Acompanhamento de marca: o e-mail não substitui a RPI

O acompanhamento do pedido deve combinar consulta ao processo, alertas dos sistemas do INPI e leitura da Revista da Propriedade Industrial, publicação oficial que inicia prazos. E-mail, Push ou “Meus Pedidos” ajudam, mas não transferem ao INPI a responsabilidade por prazo perdido. A rotina precisa continuar após o depósito e depois da concessão.

Depositar e esperar mensagem é uma estratégia, mas não de proteção: é de surpresa. A RPI continua correndo mesmo quando o aviso não chega, cai no spam ou o cadastro está desatualizado.

Por Giovanny Maciel, Sócio-fundador

Depositar o pedido não encerra o trabalho. O processo de marca passa a produzir publicações, prazos e decisões que precisam ser acompanhados na Revista da Propriedade Industrial (RPI) e nos sistemas do INPI. E-mail de aviso é conveniência; não deve ser tratado como fonte oficial do prazo.

O acompanhamento começa pela identificação correta do processo

Número do pedido, titular, apresentação, classe e especificação precisam ficar registrados desde o depósito. A partir daí, cada publicação deve ser lida pelo que efetivamente ocorreu: oposição, exigência, decisão, deferimento, indeferimento ou outra movimentação.

O Guia Básico de Marcas do INPI orienta o fluxo geral do pedido e o acompanhamento do processo. A Lei da Propriedade Industrial define prazos e efeitos jurídicos que não desaparecem porque uma notificação eletrônica falhou.

Ciclo de acompanhamento da marca A proteção depende de uma rotina contínua de publicação, análise, decisão e providência. RPIanáliseprazopetiçãomonitoramentogestão
Depositar e esperar mensagem é uma estratégia, mas não de proteção: é de surpresa.

“Sem novidade” também precisa de rotina

Acompanhamento não significa abrir o processo todos os dias. Significa ter calendário e responsável: consulta periódica à RPI, registro da publicação, prazo correspondente e decisão sobre o que fazer. O controle deve informar também quando nenhuma providência é necessária, evitando petições por reflexo.

Se surgir oposição, a análise migra para manifestação à oposição. Se houver decisão desfavorável, confira indeferimento e eventual recurso.

A pasta do ativo deve contar a história inteira

Guarde comprovante do depósito, especificação, imagem da marca quando houver, publicações relevantes, petições, decisões e certificado. Isso reduz dependência de memória e facilita due diligence, licenciamento ou cessão futura.

Depois da concessão, a rotina muda: passa a incluir uso, alterações de titular e renovação.
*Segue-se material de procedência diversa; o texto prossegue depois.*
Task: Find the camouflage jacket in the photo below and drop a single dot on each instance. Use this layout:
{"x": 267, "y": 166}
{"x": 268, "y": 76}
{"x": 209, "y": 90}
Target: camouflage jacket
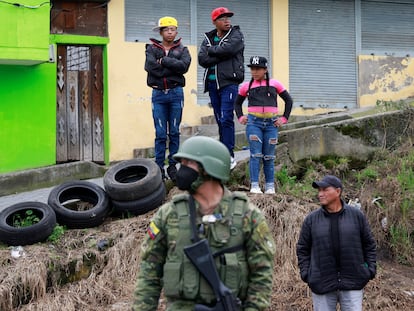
{"x": 163, "y": 250}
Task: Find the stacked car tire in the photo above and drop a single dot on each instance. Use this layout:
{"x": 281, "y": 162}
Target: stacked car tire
{"x": 132, "y": 187}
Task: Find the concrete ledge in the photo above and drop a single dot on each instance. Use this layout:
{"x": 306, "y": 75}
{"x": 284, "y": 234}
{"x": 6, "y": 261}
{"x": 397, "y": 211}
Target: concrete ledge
{"x": 48, "y": 176}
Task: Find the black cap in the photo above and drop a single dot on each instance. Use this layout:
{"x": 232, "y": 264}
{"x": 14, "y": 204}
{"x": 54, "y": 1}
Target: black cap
{"x": 258, "y": 61}
{"x": 328, "y": 181}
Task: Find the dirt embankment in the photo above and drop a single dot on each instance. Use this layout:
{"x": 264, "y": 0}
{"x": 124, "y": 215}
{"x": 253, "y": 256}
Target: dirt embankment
{"x": 74, "y": 275}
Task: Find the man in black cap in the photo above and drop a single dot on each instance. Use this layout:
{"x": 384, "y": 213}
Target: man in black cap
{"x": 221, "y": 53}
{"x": 336, "y": 250}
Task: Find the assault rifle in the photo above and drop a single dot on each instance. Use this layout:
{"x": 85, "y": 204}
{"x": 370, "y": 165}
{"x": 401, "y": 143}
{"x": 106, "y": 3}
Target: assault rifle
{"x": 200, "y": 255}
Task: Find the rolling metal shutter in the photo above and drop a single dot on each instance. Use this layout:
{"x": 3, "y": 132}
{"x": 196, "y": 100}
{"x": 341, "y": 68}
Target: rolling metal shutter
{"x": 322, "y": 51}
{"x": 387, "y": 27}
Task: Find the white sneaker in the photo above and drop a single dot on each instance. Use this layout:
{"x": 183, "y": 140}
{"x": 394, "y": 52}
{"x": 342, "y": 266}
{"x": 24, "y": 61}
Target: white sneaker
{"x": 255, "y": 190}
{"x": 232, "y": 163}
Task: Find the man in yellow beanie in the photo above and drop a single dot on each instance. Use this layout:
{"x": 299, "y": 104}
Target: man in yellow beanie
{"x": 167, "y": 61}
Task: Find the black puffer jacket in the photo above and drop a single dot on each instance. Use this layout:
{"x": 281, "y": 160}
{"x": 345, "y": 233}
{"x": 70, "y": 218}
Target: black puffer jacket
{"x": 357, "y": 251}
{"x": 227, "y": 56}
{"x": 166, "y": 71}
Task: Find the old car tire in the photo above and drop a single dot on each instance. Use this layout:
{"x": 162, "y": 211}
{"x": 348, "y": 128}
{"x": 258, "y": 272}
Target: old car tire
{"x": 93, "y": 197}
{"x": 142, "y": 205}
{"x": 38, "y": 232}
{"x": 132, "y": 179}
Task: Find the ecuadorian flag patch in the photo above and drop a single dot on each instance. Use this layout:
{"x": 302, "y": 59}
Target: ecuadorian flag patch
{"x": 153, "y": 230}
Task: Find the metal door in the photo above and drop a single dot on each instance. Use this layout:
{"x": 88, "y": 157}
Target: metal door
{"x": 79, "y": 111}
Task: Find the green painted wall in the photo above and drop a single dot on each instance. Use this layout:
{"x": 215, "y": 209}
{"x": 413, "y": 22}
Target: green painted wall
{"x": 24, "y": 35}
{"x": 27, "y": 116}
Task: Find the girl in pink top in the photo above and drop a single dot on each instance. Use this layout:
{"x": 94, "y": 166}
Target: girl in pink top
{"x": 262, "y": 120}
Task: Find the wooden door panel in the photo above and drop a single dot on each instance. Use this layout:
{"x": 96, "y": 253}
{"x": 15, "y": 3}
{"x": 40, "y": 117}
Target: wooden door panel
{"x": 61, "y": 119}
{"x": 72, "y": 109}
{"x": 79, "y": 104}
{"x": 97, "y": 104}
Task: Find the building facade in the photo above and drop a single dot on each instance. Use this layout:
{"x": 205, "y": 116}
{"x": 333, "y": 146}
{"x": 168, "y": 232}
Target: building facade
{"x": 73, "y": 85}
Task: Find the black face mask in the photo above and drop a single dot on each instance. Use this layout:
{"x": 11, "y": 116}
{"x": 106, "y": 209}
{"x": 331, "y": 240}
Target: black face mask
{"x": 185, "y": 177}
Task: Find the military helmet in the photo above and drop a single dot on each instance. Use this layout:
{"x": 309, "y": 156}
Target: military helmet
{"x": 209, "y": 152}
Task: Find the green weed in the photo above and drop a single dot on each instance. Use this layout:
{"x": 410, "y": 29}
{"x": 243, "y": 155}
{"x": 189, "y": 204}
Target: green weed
{"x": 27, "y": 219}
{"x": 57, "y": 233}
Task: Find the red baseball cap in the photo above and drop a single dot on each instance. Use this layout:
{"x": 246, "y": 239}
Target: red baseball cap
{"x": 219, "y": 12}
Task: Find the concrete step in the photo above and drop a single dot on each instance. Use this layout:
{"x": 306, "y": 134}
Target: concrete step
{"x": 208, "y": 127}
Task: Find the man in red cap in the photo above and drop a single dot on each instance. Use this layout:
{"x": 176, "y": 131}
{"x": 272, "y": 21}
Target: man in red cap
{"x": 222, "y": 55}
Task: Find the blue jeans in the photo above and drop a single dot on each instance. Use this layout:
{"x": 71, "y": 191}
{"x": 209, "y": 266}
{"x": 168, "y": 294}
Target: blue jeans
{"x": 262, "y": 137}
{"x": 222, "y": 101}
{"x": 167, "y": 110}
{"x": 349, "y": 300}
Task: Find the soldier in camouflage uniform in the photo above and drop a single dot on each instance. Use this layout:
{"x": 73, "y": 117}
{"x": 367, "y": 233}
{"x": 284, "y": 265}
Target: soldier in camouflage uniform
{"x": 237, "y": 233}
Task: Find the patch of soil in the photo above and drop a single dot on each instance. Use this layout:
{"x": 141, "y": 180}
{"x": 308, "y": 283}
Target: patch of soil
{"x": 77, "y": 273}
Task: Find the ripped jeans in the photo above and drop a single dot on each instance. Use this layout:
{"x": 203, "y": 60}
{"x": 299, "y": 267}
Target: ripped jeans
{"x": 262, "y": 137}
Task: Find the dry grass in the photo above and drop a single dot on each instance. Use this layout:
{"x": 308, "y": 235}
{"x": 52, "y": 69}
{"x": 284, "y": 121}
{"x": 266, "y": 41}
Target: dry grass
{"x": 107, "y": 284}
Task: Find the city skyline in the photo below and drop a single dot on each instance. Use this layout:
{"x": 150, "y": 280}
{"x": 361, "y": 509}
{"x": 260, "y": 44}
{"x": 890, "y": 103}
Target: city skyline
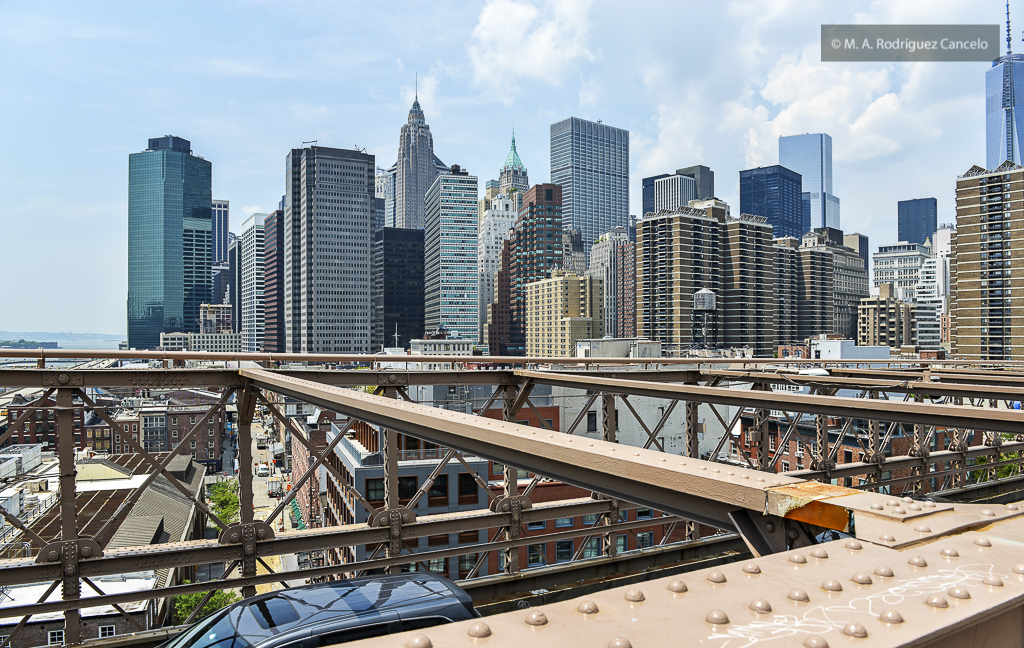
{"x": 922, "y": 123}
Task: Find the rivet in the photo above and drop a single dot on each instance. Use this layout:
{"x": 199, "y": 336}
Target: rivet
{"x": 799, "y": 596}
{"x": 419, "y": 641}
{"x": 633, "y": 595}
{"x": 478, "y": 630}
{"x": 855, "y": 630}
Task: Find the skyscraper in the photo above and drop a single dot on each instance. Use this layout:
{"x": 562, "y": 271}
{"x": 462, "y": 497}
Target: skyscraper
{"x": 416, "y": 169}
{"x": 329, "y": 219}
{"x": 810, "y": 156}
{"x": 591, "y": 162}
{"x": 1004, "y": 90}
{"x": 775, "y": 193}
{"x": 221, "y": 223}
{"x": 918, "y": 219}
{"x": 450, "y": 253}
{"x": 170, "y": 239}
{"x": 253, "y": 282}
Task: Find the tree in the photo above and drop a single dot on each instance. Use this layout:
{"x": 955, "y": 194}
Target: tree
{"x": 224, "y": 498}
{"x": 184, "y": 604}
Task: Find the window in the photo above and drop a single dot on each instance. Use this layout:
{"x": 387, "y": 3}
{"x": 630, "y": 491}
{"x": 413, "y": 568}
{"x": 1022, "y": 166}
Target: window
{"x": 535, "y": 556}
{"x": 467, "y": 489}
{"x": 437, "y": 495}
{"x": 375, "y": 489}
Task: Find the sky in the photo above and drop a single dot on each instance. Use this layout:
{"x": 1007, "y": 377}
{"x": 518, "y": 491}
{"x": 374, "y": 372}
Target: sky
{"x": 714, "y": 83}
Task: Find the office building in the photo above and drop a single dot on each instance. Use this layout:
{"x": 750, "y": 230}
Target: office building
{"x": 531, "y": 252}
{"x": 170, "y": 239}
{"x": 886, "y": 320}
{"x": 918, "y": 219}
{"x": 220, "y": 217}
{"x": 900, "y": 265}
{"x": 591, "y": 162}
{"x": 273, "y": 283}
{"x": 329, "y": 220}
{"x": 775, "y": 193}
{"x": 562, "y": 310}
{"x": 1004, "y": 91}
{"x": 450, "y": 252}
{"x": 415, "y": 171}
{"x": 398, "y": 296}
{"x": 986, "y": 265}
{"x": 810, "y": 156}
{"x": 253, "y": 277}
{"x": 495, "y": 223}
{"x": 612, "y": 259}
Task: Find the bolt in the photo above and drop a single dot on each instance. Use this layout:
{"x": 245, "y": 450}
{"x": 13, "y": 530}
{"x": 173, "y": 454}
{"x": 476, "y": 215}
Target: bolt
{"x": 478, "y": 630}
{"x": 855, "y": 630}
{"x": 587, "y": 607}
{"x": 633, "y": 595}
{"x": 678, "y": 587}
{"x": 798, "y": 595}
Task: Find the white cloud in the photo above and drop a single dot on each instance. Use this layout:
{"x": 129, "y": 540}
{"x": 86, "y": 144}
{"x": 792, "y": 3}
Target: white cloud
{"x": 515, "y": 40}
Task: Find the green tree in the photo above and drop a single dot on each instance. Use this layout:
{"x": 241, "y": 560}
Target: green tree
{"x": 223, "y": 497}
{"x": 184, "y": 604}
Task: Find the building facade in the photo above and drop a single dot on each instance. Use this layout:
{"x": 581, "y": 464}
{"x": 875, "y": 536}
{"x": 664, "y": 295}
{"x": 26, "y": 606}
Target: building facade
{"x": 918, "y": 219}
{"x": 591, "y": 162}
{"x": 450, "y": 245}
{"x": 810, "y": 156}
{"x": 775, "y": 193}
{"x": 398, "y": 296}
{"x": 170, "y": 240}
{"x": 329, "y": 219}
Marca registrada continua sendo ativo que exige manutenção.

Prazo precisa ter dono e redundância

Cada processo deve ter ao menos responsável principal e substituto, com calendário externo à caixa de entrada individual. Férias, mudança de equipe ou falha de integração não podem significar perda de manifestação. Uma planilha central já é melhor que memória, mas portfólio maior pede sistema com histórico e alertas.

Mudança empresarial precisa chegar ao processo

Alteração de nome, endereço, titular ou procurador deve ser reconciliada com o INPI quando aplicável. Pedido pode durar tempo suficiente para a empresa mudar de estrutura antes da decisão. Se o processo continua em nome ou contato desatualizado, a administração do ativo fica fragmentada.

Ao registrar cada publicação, inclua consequência e próximo checkpoint. “RPI consultada” não é informação suficiente; o objetivo é saber o que mudou e quando o processo deve ser visto novamente.

Portfólio deve ter visão por evento, não apenas por processo.

Uma oposição pode afetar vários pedidos da mesma família; mudança de titular pode exigir providência em dezenas de registros. Um painel que agrupa eventos por marca e empresa ajuda a evitar decisões contraditórias e permite priorizar o que tem maior impacto comercial.

Perguntas frequentes

Com que frequência a RPI é publicada?

A RPI é normalmente publicada semanalmente, às terças-feiras, ressalvadas alterações por feriado ou calendário oficial.

O sistema de alertas basta?

Não. O próprio INPI trata os alertas como serviço auxiliar; a publicação oficial e o processo devem ser monitorados diretamente.